2. Tegen dat besluit heeft TNT Post bij brief van 5 oktober 2009, KONPP.0213, bezwaar gemaakt en op die datum tevens een verzoek om voorlopige voorziening ingediend bij de Rechtbank Rotterdam.


3. Bij uitspraak van 22 oktober 2009 in zaaknummer AWB 09 / 3392 BC - T1 en AWB 09 / 3393 BC - T1 heeft de voorzieningenrechter van de Rechtbank Rotterdam het verzoek om voorlopige voorziening toegewezen in die zin dat de begunstigingstermijn wordt verlengd tot 7 dagen na deze uitspraak. Met de vierde voorwaarde onder III van de last onder dwangsom van het college van 29 september 2009 is volgens de voorzieningenrechter beoogd dat het college inzicht krijgt op basis van welke criteria en hoe de gemeenschappelijke kosten concreet, in de zin van duidelijk en bepaald, aan de UPD zijn toegerekend.
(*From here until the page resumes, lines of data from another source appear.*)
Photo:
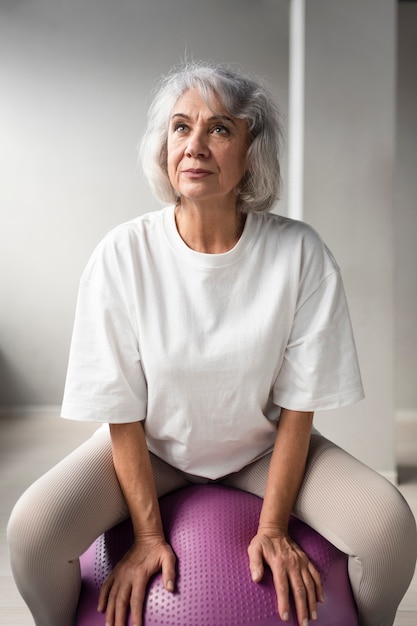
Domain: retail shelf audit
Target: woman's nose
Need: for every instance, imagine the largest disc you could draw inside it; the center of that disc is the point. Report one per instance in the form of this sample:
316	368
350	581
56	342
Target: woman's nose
197	145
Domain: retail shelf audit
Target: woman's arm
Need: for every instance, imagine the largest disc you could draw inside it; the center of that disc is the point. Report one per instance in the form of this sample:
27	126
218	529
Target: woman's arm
126	585
290	566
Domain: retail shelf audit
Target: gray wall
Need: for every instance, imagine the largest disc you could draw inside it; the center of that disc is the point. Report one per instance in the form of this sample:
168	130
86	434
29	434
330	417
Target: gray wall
405	215
348	195
75	81
77	78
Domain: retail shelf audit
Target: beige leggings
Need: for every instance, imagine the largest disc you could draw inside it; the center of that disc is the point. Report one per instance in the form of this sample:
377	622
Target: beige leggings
356	509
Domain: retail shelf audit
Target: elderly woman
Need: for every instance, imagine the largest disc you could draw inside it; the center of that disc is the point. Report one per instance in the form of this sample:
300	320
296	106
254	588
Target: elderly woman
206	335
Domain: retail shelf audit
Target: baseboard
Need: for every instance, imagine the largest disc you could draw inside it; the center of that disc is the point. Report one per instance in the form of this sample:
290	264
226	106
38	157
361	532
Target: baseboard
391	475
407	417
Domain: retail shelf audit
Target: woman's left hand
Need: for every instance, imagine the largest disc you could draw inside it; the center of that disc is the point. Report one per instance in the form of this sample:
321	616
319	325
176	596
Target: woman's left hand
292	571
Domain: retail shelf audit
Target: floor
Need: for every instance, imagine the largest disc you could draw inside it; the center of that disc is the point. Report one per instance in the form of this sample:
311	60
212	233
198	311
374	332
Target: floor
32	442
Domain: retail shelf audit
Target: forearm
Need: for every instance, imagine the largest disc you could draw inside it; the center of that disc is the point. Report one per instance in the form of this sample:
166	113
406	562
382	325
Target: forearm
134	472
286	470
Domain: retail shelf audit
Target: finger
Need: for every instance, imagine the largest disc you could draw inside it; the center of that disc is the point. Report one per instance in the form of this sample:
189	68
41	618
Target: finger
118	605
256	564
281	585
104	594
311	594
317	582
136	603
168	572
300	596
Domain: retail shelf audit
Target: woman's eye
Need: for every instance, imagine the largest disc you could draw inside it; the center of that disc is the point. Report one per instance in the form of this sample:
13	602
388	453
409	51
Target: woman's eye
179	127
220	130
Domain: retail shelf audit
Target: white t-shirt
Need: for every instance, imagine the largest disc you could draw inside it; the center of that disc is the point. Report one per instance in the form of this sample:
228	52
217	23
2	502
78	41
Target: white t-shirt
206	348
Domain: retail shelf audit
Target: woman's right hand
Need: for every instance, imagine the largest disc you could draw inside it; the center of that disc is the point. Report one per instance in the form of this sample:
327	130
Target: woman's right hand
125	587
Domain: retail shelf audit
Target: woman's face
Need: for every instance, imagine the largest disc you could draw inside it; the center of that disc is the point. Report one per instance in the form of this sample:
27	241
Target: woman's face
206	150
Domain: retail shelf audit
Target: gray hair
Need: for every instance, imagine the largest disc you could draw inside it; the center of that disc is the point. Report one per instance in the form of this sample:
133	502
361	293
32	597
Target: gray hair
242	98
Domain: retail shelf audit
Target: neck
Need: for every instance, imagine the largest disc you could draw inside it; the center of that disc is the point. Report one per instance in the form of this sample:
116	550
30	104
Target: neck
212	231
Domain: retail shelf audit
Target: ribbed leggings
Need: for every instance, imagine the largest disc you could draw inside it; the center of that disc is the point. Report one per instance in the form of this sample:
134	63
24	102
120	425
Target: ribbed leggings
352	506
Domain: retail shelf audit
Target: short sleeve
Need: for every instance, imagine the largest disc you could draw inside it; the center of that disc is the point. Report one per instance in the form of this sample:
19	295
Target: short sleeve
320	368
105	381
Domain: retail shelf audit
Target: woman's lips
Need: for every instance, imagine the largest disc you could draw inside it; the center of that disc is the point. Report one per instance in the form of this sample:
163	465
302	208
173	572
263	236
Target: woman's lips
197	172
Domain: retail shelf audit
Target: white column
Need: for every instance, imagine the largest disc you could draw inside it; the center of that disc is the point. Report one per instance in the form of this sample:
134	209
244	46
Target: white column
296	110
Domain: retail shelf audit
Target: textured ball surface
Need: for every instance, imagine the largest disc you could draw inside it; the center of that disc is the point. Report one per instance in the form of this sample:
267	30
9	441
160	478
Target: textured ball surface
209	528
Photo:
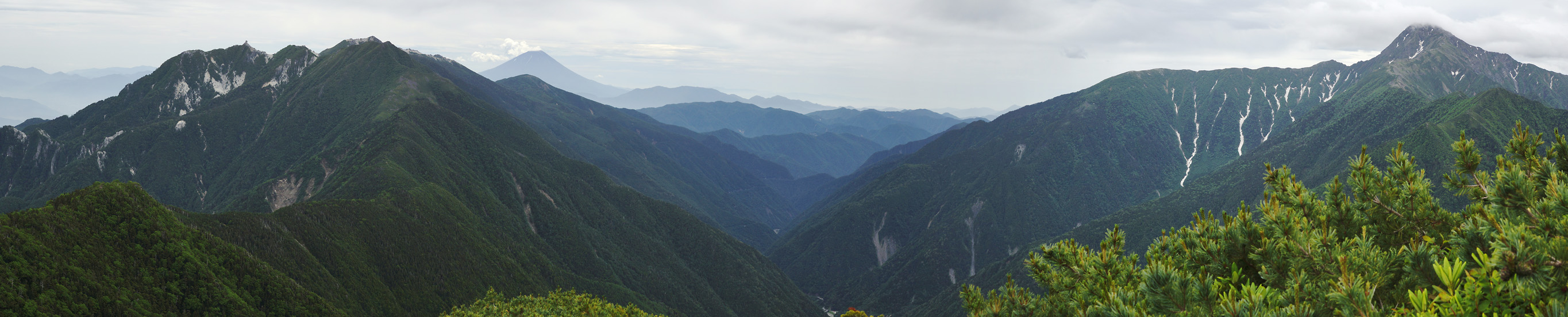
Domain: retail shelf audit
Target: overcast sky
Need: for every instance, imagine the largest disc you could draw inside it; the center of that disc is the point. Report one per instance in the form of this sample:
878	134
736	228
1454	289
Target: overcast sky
905	54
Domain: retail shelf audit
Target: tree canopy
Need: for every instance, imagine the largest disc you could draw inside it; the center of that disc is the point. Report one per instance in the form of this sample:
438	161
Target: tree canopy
1377	244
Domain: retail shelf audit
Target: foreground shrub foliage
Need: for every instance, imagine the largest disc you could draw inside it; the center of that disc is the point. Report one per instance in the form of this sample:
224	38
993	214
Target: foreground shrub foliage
558	303
1374	245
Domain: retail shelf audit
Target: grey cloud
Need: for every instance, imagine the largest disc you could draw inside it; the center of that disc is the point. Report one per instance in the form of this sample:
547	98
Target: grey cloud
863	54
1074	52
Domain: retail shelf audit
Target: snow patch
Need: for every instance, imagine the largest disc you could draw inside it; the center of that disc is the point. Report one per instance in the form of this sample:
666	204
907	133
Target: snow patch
885	245
1239	123
361	41
974	211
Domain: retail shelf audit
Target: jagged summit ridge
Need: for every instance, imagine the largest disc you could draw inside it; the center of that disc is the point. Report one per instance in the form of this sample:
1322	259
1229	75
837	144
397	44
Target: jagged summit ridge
1432	62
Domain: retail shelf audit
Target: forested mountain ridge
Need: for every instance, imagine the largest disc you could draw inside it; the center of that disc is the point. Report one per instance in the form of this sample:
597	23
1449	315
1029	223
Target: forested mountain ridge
1141	135
807	154
1403	101
651	158
388	190
112	250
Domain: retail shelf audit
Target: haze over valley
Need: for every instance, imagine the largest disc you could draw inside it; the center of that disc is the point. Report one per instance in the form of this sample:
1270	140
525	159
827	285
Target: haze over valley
857	159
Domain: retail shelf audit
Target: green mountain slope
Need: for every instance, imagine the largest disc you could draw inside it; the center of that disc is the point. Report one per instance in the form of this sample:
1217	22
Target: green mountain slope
656	159
1401	101
980	193
383	187
1379	110
807	154
112	250
1062	164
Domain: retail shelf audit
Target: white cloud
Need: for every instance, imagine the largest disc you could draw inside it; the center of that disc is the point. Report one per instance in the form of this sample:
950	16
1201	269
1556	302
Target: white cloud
860	52
485	57
518	48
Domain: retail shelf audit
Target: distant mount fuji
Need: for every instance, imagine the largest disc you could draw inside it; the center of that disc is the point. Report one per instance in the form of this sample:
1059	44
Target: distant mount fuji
540	65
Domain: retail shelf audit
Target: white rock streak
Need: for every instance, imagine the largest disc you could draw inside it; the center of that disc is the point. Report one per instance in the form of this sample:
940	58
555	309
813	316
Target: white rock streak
974	212
885	247
1239	123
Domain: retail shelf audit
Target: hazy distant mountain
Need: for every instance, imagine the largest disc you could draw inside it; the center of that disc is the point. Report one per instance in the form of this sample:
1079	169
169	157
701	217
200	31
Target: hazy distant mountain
722	186
375	182
807	154
1112	156
16	110
659	96
887	128
926	120
61	91
540	65
95	72
743	118
788	104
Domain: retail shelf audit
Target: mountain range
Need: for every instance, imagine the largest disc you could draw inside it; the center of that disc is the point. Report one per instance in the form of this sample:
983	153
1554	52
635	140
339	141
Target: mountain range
749	120
657	96
382	186
65	91
1142	151
369	179
541	65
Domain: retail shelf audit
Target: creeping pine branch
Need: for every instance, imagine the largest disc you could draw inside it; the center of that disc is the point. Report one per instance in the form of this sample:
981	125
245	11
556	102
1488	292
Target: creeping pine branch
1396	212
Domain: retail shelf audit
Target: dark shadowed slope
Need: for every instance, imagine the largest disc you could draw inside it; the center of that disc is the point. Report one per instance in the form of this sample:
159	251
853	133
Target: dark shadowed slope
388	190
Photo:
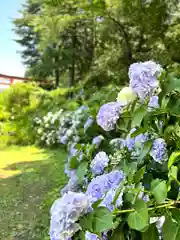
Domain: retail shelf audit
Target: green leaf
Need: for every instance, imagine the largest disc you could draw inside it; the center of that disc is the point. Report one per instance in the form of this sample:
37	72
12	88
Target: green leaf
138	220
159	190
173	158
146	149
73	163
151	233
171	229
96	204
81	171
118	234
139	174
137	132
138	116
86	222
173	172
103	220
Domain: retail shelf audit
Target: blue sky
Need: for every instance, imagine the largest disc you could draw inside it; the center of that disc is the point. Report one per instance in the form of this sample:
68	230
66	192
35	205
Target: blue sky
10	60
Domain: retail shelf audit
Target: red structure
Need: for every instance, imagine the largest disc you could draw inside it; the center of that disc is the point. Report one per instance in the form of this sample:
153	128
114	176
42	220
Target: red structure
9	80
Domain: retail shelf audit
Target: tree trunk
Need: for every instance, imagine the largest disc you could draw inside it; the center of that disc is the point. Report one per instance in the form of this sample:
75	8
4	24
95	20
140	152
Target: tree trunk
72	67
57	78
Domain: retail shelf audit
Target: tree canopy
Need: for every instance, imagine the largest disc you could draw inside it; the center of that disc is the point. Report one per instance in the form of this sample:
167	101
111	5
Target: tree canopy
93	42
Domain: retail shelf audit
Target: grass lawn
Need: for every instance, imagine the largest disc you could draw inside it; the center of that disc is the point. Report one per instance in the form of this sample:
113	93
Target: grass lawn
30	180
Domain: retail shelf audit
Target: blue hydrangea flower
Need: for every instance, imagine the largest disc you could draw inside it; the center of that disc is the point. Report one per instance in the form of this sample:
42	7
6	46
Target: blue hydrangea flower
72	185
99	162
91	236
153	103
88	123
159	150
143	78
135	144
108	115
63	139
108	199
101	184
97	140
114	178
65	212
117	143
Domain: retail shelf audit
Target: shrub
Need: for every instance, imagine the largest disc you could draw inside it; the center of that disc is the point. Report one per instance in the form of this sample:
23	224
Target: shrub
125	185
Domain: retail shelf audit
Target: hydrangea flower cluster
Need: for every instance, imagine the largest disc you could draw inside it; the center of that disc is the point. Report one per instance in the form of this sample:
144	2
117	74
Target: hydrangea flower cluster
143	78
99	162
97	140
101	184
108	115
69	126
64	215
88	123
92	236
135	144
159	150
47	127
115	176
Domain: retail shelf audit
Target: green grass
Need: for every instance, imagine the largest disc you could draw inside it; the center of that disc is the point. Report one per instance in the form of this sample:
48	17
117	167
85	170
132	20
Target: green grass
30	180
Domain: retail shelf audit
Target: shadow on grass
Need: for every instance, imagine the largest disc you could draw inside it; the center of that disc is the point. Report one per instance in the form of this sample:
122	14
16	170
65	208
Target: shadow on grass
25	198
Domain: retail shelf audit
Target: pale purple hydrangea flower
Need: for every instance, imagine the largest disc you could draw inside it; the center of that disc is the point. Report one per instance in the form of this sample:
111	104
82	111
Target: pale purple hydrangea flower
63	139
108	199
65	212
143	78
88	123
153	103
101	184
72	184
99	162
117	143
93	236
159	150
108	115
97	140
135	144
Daarin ligt naar het oordeel van de voorzieningenrechter besloten dat TNT Post onderbouwd inzicht biedt in de keuzes die zij heeft gemaakt bij de toerekening van de gemeenschappelijke kosten aan de UPD en hoe die keuzes zijn gemaakt. Het verzoek van TNT Post om het college te verplichten de tarieven vast te stellen voor de afzonderlijke postvervoerdiensten binnen de universele postdienst, omdat het college dat per 1 oktober 2009 niet heeft gedaan, is door de voorzieningenrechter afgewezen.





Besluit
«Openbaar»


4. Bij brief van 29 oktober 2009, 09/PA/U/053, overlegt TNT Post gegevens aan het college ter nadere invulling van de vierde voorwaarde onder III van de last onder dwangsom van het college van 29 september 2009. Op grond van deze voorwaarde waarmee TNT Post kan voldoen aan de last, moet TNT Post aangeven op basis van welke criteria en hoe die (gemeenschappelijke) kostensoorten concreet aan de UPD zijn toegerekend.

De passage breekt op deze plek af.